Halloween is just around the corner and I’ve turned my focus to finding the perfect costume. There are so many considerations and time is of the essence. I don’t want to be the one person with a hastily thrown-together outfit or the one miserable from the cold (which is no picnic!)
Since Halloween is sort of my thing (who’d have guessed?), I thought I’d share some guidelines to help my lovely readers decide the right costume for parties, the weather, and their personalities.
The first thing you consider is what kind of party you’ll be attending. Oftentimes, you’ll have a theme. Arriving at a superhero party dressed up as Dorothy is a bummer (though you might be able to sell the ruby slippers as a superpower.) You can get creative with themes easily. If you’re attending a zombie party, try a zombie mermaid. If the theme is historical figures, make your Cleopatra steampunk.

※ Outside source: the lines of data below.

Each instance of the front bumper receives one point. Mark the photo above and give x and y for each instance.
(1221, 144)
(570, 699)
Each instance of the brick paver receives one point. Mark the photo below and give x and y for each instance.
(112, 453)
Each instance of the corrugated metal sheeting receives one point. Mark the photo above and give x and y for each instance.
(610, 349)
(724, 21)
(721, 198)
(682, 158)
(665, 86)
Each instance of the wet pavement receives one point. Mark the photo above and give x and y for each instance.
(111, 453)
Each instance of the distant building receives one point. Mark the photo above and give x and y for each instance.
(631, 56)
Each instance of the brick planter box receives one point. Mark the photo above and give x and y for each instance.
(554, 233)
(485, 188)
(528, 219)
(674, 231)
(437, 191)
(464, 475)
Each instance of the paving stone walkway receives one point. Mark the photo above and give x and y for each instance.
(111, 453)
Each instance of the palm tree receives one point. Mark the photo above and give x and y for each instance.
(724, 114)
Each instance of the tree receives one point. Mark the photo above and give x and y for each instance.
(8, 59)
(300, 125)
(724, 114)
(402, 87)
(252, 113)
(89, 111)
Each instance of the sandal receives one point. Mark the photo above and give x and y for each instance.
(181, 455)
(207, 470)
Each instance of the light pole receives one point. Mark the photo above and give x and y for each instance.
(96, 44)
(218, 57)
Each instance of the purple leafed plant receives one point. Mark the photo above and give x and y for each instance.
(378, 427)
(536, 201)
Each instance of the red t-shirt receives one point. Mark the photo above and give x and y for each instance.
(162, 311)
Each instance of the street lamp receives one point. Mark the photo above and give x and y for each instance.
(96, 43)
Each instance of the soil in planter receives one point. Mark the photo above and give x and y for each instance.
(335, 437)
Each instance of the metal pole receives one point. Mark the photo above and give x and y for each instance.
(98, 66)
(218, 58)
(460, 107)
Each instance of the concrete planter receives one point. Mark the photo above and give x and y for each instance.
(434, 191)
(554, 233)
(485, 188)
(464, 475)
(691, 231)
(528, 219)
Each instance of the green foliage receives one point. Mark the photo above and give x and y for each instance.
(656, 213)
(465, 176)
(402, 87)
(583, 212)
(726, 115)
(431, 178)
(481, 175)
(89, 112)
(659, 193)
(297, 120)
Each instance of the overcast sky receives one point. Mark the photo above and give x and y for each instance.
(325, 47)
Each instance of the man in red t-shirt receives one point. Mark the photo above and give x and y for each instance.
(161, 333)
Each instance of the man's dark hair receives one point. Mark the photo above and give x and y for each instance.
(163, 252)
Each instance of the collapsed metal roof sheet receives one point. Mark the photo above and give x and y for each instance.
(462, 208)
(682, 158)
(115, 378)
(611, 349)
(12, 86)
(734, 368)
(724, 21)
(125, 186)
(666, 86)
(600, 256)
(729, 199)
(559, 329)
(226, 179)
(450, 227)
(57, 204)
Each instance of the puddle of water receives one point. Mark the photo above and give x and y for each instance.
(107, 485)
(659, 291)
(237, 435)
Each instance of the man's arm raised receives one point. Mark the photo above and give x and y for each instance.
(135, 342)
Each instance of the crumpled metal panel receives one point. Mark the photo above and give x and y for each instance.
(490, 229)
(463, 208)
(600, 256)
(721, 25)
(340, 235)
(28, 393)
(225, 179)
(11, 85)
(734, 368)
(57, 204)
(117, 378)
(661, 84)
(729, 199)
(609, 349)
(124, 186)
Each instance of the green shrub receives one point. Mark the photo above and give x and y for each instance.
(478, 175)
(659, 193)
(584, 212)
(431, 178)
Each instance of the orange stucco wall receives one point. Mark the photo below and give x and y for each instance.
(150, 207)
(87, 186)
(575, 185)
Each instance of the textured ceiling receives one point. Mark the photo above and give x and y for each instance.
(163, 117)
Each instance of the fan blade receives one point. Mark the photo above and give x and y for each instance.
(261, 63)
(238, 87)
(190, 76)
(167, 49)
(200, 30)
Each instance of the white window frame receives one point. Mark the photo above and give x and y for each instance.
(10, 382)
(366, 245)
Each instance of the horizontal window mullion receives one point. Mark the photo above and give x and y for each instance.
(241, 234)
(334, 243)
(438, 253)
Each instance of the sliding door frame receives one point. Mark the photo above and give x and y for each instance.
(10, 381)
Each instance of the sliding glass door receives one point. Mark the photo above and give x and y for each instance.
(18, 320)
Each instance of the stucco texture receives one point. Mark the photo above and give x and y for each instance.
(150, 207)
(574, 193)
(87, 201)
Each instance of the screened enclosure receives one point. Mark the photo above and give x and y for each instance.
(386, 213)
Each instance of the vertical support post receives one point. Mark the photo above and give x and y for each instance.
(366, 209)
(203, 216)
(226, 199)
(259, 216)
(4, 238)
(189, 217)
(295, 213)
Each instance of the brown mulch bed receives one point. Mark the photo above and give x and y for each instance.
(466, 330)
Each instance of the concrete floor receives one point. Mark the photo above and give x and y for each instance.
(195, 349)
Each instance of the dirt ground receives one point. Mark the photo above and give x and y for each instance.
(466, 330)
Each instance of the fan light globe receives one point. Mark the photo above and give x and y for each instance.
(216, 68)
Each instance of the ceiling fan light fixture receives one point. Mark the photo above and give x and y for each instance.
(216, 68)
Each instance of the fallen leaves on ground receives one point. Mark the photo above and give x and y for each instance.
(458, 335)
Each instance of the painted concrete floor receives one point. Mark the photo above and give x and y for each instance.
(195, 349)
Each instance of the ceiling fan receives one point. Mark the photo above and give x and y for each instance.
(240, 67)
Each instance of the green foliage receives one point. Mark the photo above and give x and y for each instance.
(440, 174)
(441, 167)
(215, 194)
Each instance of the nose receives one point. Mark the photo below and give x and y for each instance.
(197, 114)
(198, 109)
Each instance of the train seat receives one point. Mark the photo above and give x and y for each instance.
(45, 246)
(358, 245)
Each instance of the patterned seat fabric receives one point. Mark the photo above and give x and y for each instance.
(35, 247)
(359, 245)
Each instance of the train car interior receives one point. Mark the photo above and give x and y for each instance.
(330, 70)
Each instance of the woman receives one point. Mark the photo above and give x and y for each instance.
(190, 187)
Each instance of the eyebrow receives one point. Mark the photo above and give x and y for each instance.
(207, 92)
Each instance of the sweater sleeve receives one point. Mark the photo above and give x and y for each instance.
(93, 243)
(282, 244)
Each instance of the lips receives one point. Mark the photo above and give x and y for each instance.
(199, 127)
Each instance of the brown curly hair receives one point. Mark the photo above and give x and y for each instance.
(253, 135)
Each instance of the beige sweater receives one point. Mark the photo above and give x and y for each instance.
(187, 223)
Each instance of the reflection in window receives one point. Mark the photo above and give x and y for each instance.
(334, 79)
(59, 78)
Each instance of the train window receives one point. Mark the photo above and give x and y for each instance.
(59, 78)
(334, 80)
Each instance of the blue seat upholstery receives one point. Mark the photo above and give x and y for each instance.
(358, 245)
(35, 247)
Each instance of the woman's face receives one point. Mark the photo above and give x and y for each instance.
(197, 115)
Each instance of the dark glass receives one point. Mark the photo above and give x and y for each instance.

Zombie Ariel & Princess Aurora
Take into account who will be at the party. Skimpy outfits aren’t appropriate for work or family functions. If your friends are fans of horror, a Freddy Kruger outfit will delight them. However, if your five year old niece is present, Freddy will be less delightful than distressing. If you’re not sure who will show up, I suggest better safe than sorry. An edgy rock princess will fit in with your friends just fine and won’t scare the pants off of some poor child.
If you’re going to spend any amount of time outside, make sure you have attire for the weather. In most places, Halloween is bitter cold. Some costumes, like Trigun’s Vash, come with a coat of their own. Otherwise, you might end up with a parka over your belly dancer outfit. It might feel like it kills the illusion to put a jacket over a costume, but think about safety first. Bundle up outdoors and show off the costume inside. Alternatively, if your party is during summer or in a poorly ventilated space, don’t forget to account for heat.
Make sure you drink water and take off pieces of your ensemble if you start to overheat.
A mask can be stifling if you wear it for long periods and tight corsets and heavy props become a drag, so be aware of how long you’ll be out and where you can stash your things. Also, high-heels can look fantastic, but if you’re walking or standing for hours, they will also inevitably cause you fantastic amounts of pain. Dress for comfort.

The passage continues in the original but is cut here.